5. The application of the mouse model of outer retinal tubular structure obtained by the method described in claim 1 in drug screening.
6. A method for drug screening, characterized in that, The method includes the step of administering a test candidate drug to a mouse model of the outer retinal tubular structure obtained by the method described in claim 1.

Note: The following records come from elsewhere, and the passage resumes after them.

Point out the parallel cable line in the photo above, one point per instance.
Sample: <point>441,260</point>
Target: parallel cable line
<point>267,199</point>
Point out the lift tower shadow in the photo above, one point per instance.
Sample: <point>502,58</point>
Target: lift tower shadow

7. Lss The application of genes in constructing a mouse model of the outer retinal tubular structure is characterized by, By knocking out the mouse retina Lss A mouse model of the outer retinal tubular structure obtained through gene therapy includes the following steps: S1. Gene editing in C57BL / 6J wild-type mice using CRISPR / Cas9 gene editing technology. Lss One LoxP site in the same direction was inserted upstream of the third exon region and downstream of the sixth exon region of the gene, resulting in Lss. flox / + Mice, Lss flox / + Lss was obtained by further self-crossing of mice. flox / flox Mice; S2, Lss flox / flox Lss was obtained by crossing mice with commercial Six3-Cre mice. flox / + Six3-Cre mice; S3, Lss flox / + Six3-Cre mice were self-crossed to obtain Lss mice, which contained the target gene. flox / flox Six3-Cre mice.